Y es que ver que de pronto, así nomás, un día sus juguetes ya no fueron tan interesantes, sus dibujos se perfeccionaron, sus gustos musicales cambiaron, sus cosas se ven todo el tiempo desordenadas, su necesidad de estar conversando con sus amigos desde las plataformas digitales (porque ahora en este 2020 así toca) es mucho mayor que estar jugando conmigo, pasar el tiempo juntas. Sus preguntas curiosas y chistosas se han vuelto desafíos y muchas veces son cuestionamientos para comparar o confrontar mi coherencia de vida. Mis chistes se vuelven menos graciosos a sus oídos y su risa… su risa sigue igual de hermosa y contagiosa. Pero así de repente, de un momento a otro ¡zaz! Se da el cambio. Así va abriendo camino. Así va creciendo.

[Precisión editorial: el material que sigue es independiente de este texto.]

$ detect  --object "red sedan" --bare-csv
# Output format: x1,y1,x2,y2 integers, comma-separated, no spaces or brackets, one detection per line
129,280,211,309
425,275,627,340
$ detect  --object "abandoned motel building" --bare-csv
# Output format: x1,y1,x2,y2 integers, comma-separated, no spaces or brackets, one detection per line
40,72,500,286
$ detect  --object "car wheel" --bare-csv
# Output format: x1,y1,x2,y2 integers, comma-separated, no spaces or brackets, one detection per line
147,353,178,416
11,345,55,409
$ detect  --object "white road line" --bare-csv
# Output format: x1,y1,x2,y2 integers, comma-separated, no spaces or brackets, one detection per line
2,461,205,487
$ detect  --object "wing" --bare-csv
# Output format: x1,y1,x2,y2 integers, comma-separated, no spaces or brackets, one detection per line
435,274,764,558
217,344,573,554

¿Y luego? ¿Qué pasa conmigo? ¿Qué sucede con el tiempo, la fuerza, la energía invertida? ¿Dónde quedó la bolita? Sé que la respuesta es “quedo en mi lugar de madre, acompañando, amando, educando”, pero tengo que morir a ser “la mamá de una niña” para ser la mamá de una jovencita en la adolescencia. Me toca adaptarme de nuevo. ¡Y la muerte chiquita sonríe cabronamente!, como diciendo aquí ya se acabó.

Y por eso sé que ya la había visto, que ya en otro momento había sentido mi piel ponerse chinita con los vellitos levantados. Instantes, momentos breves como rasguños. Pero también sé que voy a superar esa muerte chiquita. Pude lograrlo cuando dejé de amamantarla; cuando ella dejó los pañales; cuando se fue al kínder y fue cambiando de grado escolar; también cuando decidió que podía donar los primeros juguetes que tuvo en su vida y que ya no usaba; e igualmente la superé cuando su bicicleta ya no usaba rueditas.

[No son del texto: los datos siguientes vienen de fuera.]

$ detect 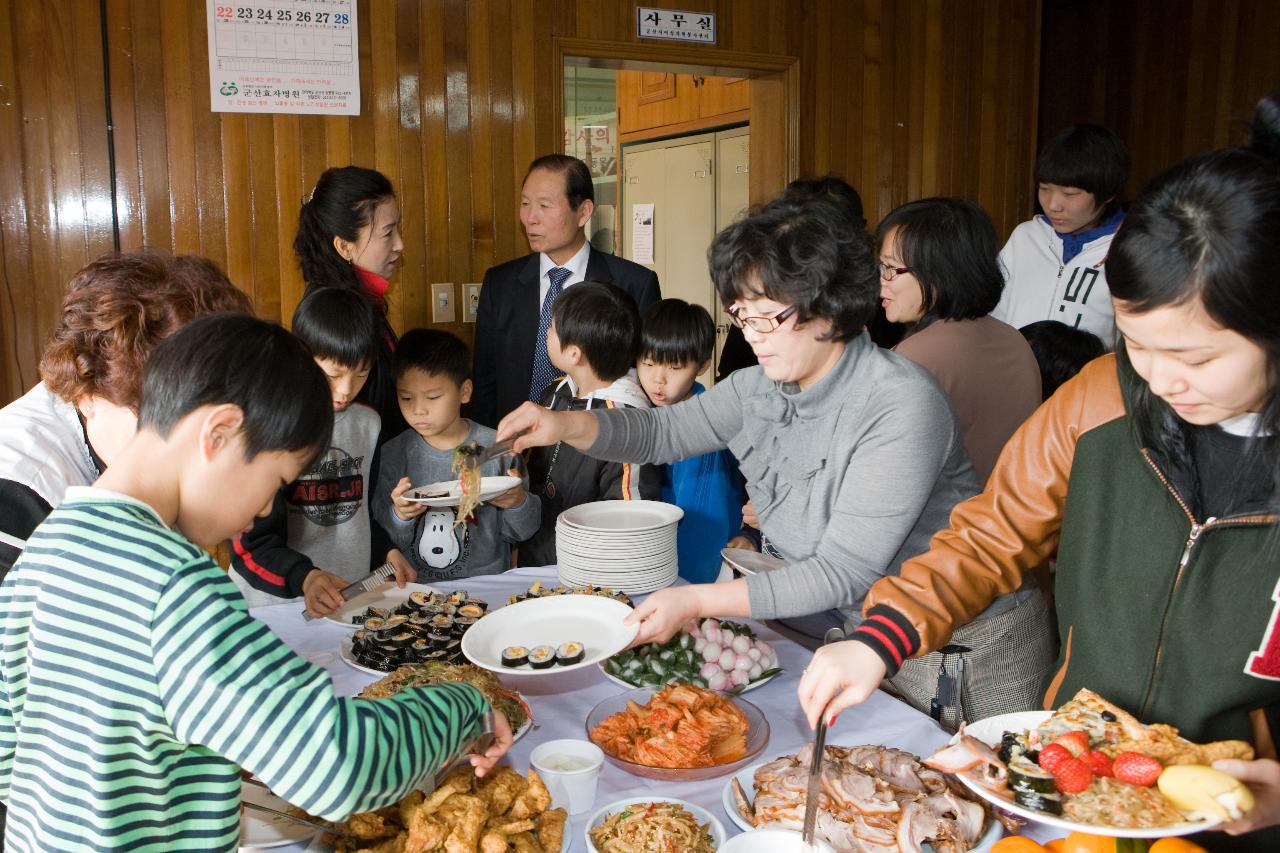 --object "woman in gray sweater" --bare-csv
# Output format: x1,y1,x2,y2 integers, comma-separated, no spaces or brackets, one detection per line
498,200,1047,722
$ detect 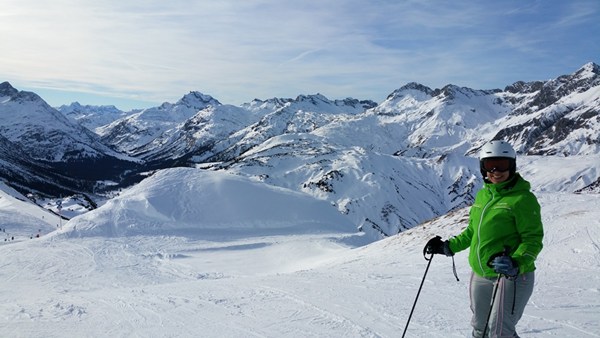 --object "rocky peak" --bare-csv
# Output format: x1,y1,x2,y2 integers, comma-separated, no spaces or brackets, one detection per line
176,91,221,110
386,82,433,100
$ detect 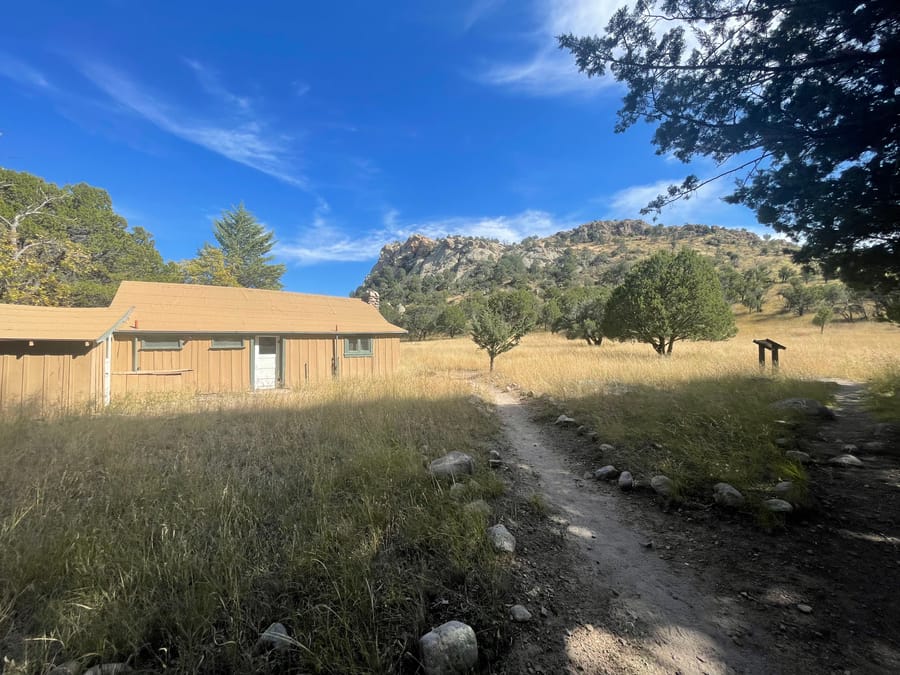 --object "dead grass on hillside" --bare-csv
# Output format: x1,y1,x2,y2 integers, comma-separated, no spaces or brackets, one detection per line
0,375,506,673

Viendo esos recuerdos aseguro que la muerte chiquita estuvo presente en esas ocasiones, que me había visitado y que yo no la había saludado con un duelo. Tengo la certeza de que mi duelo también pasará. Pero hoy ¡hoy lo tomo, lo abrazo, lo beso y también lo lloro! Porque me duele y sentir dolor es humano. Soy humana. Soy mamá. Y hoy me permito en este momento consciente decir: voy a extrañar a mi niña. Voy a extrañar sus chistes aprendidos en su clase de español como recurso literario y de los cuales estuvo hablando durante toooodo un año; voy a extrañar que se disfrazara de ninja y anduviera sigilosa por la casa, extrañaré estar las dos juntas en su cama para leer un cuento, será extraño que ahora ya no haya lucha porque se termine el lunch, se meta a bañar o haga la tarea, voy a extrañar sus dibujos locos y muchas cosas más vividas mientras fue niña…

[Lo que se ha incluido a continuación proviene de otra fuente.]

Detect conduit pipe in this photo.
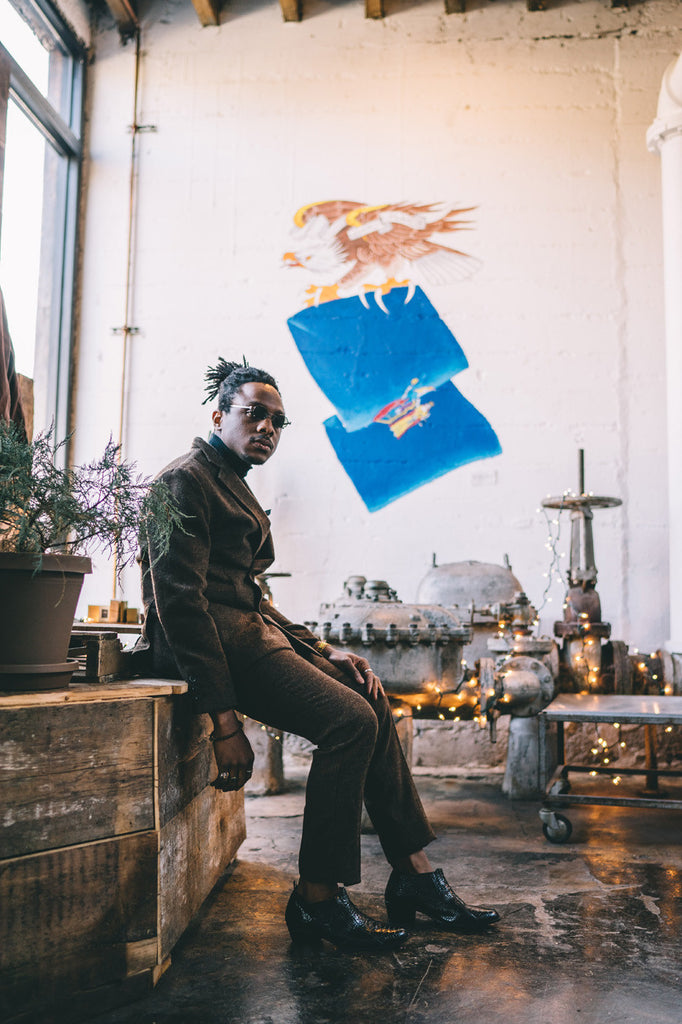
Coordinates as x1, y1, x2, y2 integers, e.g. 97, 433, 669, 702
646, 55, 682, 653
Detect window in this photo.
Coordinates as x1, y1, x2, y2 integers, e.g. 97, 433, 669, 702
0, 0, 85, 438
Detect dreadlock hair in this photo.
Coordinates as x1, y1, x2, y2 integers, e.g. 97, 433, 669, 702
202, 356, 280, 413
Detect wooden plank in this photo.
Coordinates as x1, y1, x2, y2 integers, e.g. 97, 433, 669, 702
280, 0, 303, 22
0, 679, 187, 711
0, 700, 155, 857
191, 0, 220, 28
365, 0, 384, 17
101, 0, 138, 39
0, 833, 159, 1020
159, 787, 246, 957
157, 697, 217, 828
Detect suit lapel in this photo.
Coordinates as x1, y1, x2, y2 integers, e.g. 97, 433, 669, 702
195, 437, 270, 547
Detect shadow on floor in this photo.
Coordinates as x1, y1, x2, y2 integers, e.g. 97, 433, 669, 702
86, 775, 682, 1024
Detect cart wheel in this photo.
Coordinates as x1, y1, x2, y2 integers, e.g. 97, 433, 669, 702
543, 814, 573, 843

Confieso que al escribir estas líneas me voy adaptando emocionalmente, pues al mismo tiempo que veo el paso de esa muerte chiquita también me da ilusión saber que viene una bella etapa llena de intensidad emocional, novedad, creatividad, socialización, con grandes ventajas y grandes riesgos, que será algo bello y mientras mi cría y yo estemos vivitas y coleando podré acompañarla, disfrutar mucho con ella y volver a desprenderme de ese momento.

Así la vida con sus pérdidas o muertes chiquitas y sus muertes grandotas. ¿Cuáles son las tuyas? adrianitavarelaochoa@gmail.com

P.D. También hay otro factor que me da esperanza y aligera lo que siento: ¡mi otra cría! Estaremos un rato más en la etapa de la infancia. Así que, comper, toca ir a ver la peli.